(21)「勢」は戦力差が作る-竹簡孫子 勢篇第五
孫子は、勢篇から途端に複雑になります。というのは「奇」という概念が入ってくるからです。「奇」は様々な形に変化をするもので、兵法に無限の広がりを与えます。
兵法は、戦力を充実させる「正」と無限に変化をする「奇」の組み合わせであり、無限の打ち手を作り出します。
勢篇第五では、「奇」によって勢いを作り出す方法を説明します。
私は勢篇の勢いである「奇勢」と、計篇で述べられた「正勢」を分けて考えます。陰陽の原理では、「正」は「陽」、「奇」は「陰」になります。その性質を反映し、自己の努力で作り出す「陽」の性質の「正勢」、相手との関係性から作り出す「陰」の性質の「奇勢」の2種類があります。
この2種類の「勢」の共通項は、戦力の充実(戦力差)が源泉であるということです。「勢」そのものは「勇怯」といった心の状況とイコールです。
では、実際に「勢」の作り方を勢篇の冒頭の文章から見てまいりましょう。
【書き下し文】
孫子曰く、衆を治むること寡(か)を治むるが如くするのは、分数(ぶんすう)是なり。衆を闘わしむること寡を闘わしむるが如くするのは、形名(けいめい)是なり。三軍の衆、畢(ことごと)く敵に受(こた)えて敗るること无(な)から使(し)む可き者は、奇正(きせい)是なり。兵を加うる所、碬(たん)を以て卵に投ずるが如くする者は、虚実是なり。
【現代訳】
孫子は言う。
「大人数を少人数のように統率するのは、「部隊編成の術」が巧みだからであり、さらに大人数を少人数のように自由自在に動かして戦えるのは、「用兵術や布陣の術」が巧みだからである」と。「そして全軍が、何度も敵の攻撃を受けて敗北することがないのは、「奇正の術」が巧みだからであり、兵力を戦場に投下して、石で卵を潰すように敵を撃破するのは、「虚実の術」が巧みだからである」と。
「分数」は、数を分けるの意味で、部隊編成のこと。
「形名」は、諸説あります。私は「名」を「号令する」の意味を取り、用兵/布陣術(指揮命令)と解釈しています。※号令という意味は「字源」にあります。
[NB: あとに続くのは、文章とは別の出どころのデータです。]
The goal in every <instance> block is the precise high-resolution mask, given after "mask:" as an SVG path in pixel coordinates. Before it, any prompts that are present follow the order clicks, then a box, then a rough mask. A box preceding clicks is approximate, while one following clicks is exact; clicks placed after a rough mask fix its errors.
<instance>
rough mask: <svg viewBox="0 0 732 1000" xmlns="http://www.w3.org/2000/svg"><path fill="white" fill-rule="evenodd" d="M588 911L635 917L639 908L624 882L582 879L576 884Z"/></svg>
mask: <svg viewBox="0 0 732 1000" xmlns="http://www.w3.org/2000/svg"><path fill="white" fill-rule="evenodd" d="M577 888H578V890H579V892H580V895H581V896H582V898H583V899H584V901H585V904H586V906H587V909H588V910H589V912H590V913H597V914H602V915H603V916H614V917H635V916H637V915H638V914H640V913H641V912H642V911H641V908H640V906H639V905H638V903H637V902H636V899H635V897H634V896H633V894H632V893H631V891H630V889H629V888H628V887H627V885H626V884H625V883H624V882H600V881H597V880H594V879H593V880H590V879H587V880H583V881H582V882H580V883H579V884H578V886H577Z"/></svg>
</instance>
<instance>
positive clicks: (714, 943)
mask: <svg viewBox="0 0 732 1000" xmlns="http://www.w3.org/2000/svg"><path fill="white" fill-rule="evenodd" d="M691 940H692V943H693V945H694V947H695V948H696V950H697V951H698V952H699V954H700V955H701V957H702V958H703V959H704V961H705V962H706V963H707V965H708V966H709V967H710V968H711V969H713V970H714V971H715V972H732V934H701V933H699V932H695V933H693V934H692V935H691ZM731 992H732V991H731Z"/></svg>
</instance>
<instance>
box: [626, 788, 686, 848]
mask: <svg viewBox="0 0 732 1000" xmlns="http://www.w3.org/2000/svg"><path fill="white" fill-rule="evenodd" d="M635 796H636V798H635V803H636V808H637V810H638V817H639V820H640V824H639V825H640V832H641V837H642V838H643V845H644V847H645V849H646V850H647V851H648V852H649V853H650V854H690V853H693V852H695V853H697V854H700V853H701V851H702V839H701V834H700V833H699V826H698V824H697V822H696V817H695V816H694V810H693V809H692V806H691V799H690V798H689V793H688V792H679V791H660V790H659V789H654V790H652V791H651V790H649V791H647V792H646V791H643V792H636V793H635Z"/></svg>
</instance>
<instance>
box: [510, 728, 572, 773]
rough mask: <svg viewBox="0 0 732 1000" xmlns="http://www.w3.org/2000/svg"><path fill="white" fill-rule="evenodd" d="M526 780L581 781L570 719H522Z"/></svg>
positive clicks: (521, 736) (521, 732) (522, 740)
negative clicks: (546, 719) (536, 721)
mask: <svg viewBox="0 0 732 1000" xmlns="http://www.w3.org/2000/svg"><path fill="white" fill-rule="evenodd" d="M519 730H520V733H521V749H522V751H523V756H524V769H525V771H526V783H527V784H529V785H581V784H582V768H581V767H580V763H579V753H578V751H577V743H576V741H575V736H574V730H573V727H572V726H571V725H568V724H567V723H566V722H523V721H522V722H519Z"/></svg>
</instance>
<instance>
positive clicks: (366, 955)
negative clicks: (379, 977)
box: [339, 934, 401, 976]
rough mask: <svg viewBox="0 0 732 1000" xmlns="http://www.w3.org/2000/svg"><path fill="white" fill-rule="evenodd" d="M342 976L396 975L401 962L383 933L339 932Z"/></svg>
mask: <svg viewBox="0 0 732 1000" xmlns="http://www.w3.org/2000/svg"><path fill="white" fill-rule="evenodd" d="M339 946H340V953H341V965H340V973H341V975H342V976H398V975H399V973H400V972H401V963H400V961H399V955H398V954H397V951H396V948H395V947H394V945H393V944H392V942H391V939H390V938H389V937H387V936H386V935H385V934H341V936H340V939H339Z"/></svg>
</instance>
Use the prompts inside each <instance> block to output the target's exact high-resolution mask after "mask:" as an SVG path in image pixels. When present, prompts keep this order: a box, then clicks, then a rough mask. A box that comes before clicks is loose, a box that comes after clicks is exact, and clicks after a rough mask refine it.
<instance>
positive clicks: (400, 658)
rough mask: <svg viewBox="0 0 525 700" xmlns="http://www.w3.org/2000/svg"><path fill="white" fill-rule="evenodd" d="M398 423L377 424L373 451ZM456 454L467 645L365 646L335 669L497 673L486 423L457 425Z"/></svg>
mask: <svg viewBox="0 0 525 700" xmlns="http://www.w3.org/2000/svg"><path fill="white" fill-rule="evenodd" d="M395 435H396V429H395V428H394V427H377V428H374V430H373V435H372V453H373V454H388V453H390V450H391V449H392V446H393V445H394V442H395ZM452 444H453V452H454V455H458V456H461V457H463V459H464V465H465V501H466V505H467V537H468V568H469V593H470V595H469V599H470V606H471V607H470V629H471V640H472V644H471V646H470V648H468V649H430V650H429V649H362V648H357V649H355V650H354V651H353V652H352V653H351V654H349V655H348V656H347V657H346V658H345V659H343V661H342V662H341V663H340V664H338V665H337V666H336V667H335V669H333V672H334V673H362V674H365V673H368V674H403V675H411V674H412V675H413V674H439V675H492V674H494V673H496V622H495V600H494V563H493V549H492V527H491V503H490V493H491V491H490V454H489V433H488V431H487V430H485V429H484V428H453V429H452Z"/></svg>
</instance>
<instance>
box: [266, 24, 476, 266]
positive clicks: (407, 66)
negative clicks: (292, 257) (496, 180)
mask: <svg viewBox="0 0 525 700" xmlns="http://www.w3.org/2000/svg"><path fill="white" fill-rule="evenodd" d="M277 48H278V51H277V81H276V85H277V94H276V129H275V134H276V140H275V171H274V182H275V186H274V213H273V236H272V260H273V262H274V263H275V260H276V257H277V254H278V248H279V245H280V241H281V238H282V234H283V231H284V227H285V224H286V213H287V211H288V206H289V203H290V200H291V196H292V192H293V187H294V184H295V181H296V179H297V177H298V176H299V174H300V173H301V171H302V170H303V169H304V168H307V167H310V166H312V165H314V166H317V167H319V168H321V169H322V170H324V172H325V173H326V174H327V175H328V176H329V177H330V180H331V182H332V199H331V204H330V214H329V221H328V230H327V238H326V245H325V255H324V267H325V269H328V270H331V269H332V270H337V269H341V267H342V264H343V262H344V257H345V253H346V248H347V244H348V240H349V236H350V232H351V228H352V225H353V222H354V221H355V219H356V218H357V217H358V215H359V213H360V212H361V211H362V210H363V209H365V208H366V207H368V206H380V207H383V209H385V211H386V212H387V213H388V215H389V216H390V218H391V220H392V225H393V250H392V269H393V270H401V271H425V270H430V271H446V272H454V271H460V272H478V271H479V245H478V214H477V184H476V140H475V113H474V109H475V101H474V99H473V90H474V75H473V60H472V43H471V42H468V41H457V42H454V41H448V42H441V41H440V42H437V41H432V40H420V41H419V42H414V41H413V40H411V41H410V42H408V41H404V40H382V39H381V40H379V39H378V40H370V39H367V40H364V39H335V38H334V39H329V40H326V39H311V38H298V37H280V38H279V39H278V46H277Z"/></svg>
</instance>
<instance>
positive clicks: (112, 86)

「奇正」と「虚実」を含めたこの4つは、それぞれ別々に存在するのはなく繋がっていると理解すると良いでしょう。
部隊編成→用兵/布陣術(指揮命令)→「奇正」→「虚実」とすると繋がりを発見することができます。部隊編成ができて、用兵術(指揮命令)ができ、
「奇」と「正」の先方の使い分け、その結果、彼我の間に「虚実」を作り出せる。
ここで兵法とはどういうものか、孫子のスタンスを知る上で重要な視点があります。「奇正」についての記述が受け身であるということです。敵の攻撃を受け止めて破れることがない・・・というように書いてあり、決して敵の態勢を崩して勝つとは書いていないということです。
三軍の衆、畢(ことごと)く敵に受(こた)えて敗るること无(な)から使(し)む可き者は、奇正(きせい)是なり。
ここで形篇で述べられた「孫子」の戦い方について述べたいと思います。
孫子では、負けない態勢は自己の範疇、勝つ態勢は相手の範疇であり、防御には戦力に余力を生み、攻撃は余力を奪うとありました。
この考えたが勢篇でも受け継がれております。つまり負けないために、受けの態勢で「奇正」を使っているのです。
自軍が勝てる態勢とは、つまり敵の疲労やミスによって、彼我の間に「虚実」の状態いなるのを待つというのが正しい解釈です。
自分が仕掛ける場合は、相手が受け止める側になり、自軍の方に疲労やミスがあると「虚実」は相手を有利な状況になります。その時は敗北し、国が滅亡することさえあります。
孫子の兵法は、危険を冒さない、リスクを最小限にするというスタンスで書かれた戦略書なのです。